[libvirt-users] QEMU interface type=ethernet

With Libvirt under modern kernels, you can't use <interface type='ethernet'> unless QEMU is running as root. Running qemu as root is not ideal, but I was able to track down the issue to this linux change: http://git.kernel.org/cgit/linux/kernel/git/torvalds/linux.git/commit/?id=ca... Which means that if you're seeing errors like this: 2015-03-02T18:00:51.243477Z qemu-kvm: -netdev tap,script=/tmp/vnet380622.sh,id=hostnet1: could not open /dev/net/tun: Operation not permitted 2015-03-02T18:00:51.243518Z qemu-kvm: -netdev tap,script=/tmp/vnet380622.sh,id=hostnet1: Device 'tap' could not be initialized They can be resolved like this: 1) Edit /etc/libvirt/qemu.conf, and add "/dev/net/tun" to the cgroup_device_acl option 2) Run: setcap cap_net_admin+eip /bin/qemu-system-x86_64 This will give QEMU CAP_NET_ADMIN when it runs. Make sure you review `man capabilities` to see what capabilities this actually gets qemu. The downside here is that in the event a guest somehow breaks out of qemu, CAP_NET_ADMIN gives them a bunch of scary permissions that could result in you having a seriously bad day (it's enough permissions to MITM all the machine's traffic, which could easily result in compromise) It looks to me like libvirt already has the ability to create tap devices and pass them into qemu (src/util/virnetdevtap.c - virNetDevTapCreateInBridgePort), however you need to actually be using a bridged network to do this. There is no way to have libvirt just create a tap device and leave the rest to user defined scripts. I don't think I have the necessary knowledge to add that feature in a generic way, but it seems like it would be pretty handy. I'll probably just work around it by removing the virNetDevBridgeAddPort call from our version of libvirt.

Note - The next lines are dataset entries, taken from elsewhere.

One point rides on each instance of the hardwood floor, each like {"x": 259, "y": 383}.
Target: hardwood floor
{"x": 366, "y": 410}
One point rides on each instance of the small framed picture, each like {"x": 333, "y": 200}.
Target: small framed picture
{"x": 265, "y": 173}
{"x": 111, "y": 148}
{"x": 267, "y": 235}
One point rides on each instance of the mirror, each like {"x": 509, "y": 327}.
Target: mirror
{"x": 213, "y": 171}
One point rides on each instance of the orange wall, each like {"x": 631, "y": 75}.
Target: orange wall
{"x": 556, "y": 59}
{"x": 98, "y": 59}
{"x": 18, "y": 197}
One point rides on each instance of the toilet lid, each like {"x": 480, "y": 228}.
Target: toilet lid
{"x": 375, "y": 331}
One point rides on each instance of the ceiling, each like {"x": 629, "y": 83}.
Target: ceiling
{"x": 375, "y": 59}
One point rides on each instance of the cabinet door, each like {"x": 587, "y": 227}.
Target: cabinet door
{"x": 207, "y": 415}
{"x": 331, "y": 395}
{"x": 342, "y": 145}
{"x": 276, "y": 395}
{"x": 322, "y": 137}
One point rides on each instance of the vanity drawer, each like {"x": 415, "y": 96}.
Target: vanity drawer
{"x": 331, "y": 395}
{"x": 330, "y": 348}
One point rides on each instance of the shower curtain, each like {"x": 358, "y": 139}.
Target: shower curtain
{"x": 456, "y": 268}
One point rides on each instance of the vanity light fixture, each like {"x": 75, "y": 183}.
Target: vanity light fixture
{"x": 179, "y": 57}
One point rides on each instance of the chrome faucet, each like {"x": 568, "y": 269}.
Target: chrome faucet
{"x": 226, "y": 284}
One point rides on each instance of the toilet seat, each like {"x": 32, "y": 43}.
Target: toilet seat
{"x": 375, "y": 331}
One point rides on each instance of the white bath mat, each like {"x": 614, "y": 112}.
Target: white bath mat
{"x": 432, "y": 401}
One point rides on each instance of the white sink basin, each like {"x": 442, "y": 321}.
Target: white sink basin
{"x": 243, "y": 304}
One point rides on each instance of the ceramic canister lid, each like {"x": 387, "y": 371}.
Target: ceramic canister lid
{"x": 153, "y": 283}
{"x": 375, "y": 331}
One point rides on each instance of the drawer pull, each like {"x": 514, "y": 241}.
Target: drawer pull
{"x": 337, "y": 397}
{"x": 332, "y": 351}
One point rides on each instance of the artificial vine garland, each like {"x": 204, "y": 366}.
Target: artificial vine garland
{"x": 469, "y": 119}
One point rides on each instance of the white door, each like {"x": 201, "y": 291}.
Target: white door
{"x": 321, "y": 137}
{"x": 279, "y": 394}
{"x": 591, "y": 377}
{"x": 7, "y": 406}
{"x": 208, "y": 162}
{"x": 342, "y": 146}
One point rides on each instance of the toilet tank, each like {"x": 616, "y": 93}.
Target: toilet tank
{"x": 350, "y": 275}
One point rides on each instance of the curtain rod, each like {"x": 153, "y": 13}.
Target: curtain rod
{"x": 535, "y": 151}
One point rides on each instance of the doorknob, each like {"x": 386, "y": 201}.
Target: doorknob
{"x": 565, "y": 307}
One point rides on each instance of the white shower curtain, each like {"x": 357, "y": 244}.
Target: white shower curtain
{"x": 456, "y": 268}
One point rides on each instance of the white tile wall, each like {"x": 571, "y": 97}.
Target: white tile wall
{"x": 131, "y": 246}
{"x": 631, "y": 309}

On 3/2/2015 1:41 PM, Brian Rak wrote:
With Libvirt under modern kernels, you can't use <interface type='ethernet'> unless QEMU is running as root.
Running qemu as root is not ideal, but I was able to track down the issue to this linux change:
http://git.kernel.org/cgit/linux/kernel/git/torvalds/linux.git/commit/?id=ca...
Which means that if you're seeing errors like this:
2015-03-02T18:00:51.243477Z qemu-kvm: -netdev tap,script=/tmp/vnet380622.sh,id=hostnet1: could not open /dev/net/tun: Operation not permitted 2015-03-02T18:00:51.243518Z qemu-kvm: -netdev tap,script=/tmp/vnet380622.sh,id=hostnet1: Device 'tap' could not be initialized
They can be resolved like this:
1) Edit /etc/libvirt/qemu.conf, and add "/dev/net/tun" to the cgroup_device_acl option 2) Run: setcap cap_net_admin+eip /bin/qemu-system-x86_64
This will give QEMU CAP_NET_ADMIN when it runs. Make sure you review `man capabilities` to see what capabilities this actually gets qemu.
The downside here is that in the event a guest somehow breaks out of qemu, CAP_NET_ADMIN gives them a bunch of scary permissions that could result in you having a seriously bad day (it's enough permissions to MITM all the machine's traffic, which could easily result in compromise)
It looks to me like libvirt already has the ability to create tap devices and pass them into qemu (src/util/virnetdevtap.c - virNetDevTapCreateInBridgePort), however you need to actually be using a bridged network to do this. There is no way to have libvirt just create a tap device and leave the rest to user defined scripts.
I don't think I have the necessary knowledge to add that feature in a generic way, but it seems like it would be pretty handy. I'll probably just work around it by removing the virNetDevBridgeAddPort call from our version of libvirt.
In IRC, I was directed to this patch: https://www.redhat.com/archives/libvir-list/2015-February/msg01212.html ... which does exactly what I was looking for. It doesn't build cleanly in that state, but it's pretty trivial fix (needs actualType added to the function definition for qemuNetworkIfaceConnect and the two calls modified)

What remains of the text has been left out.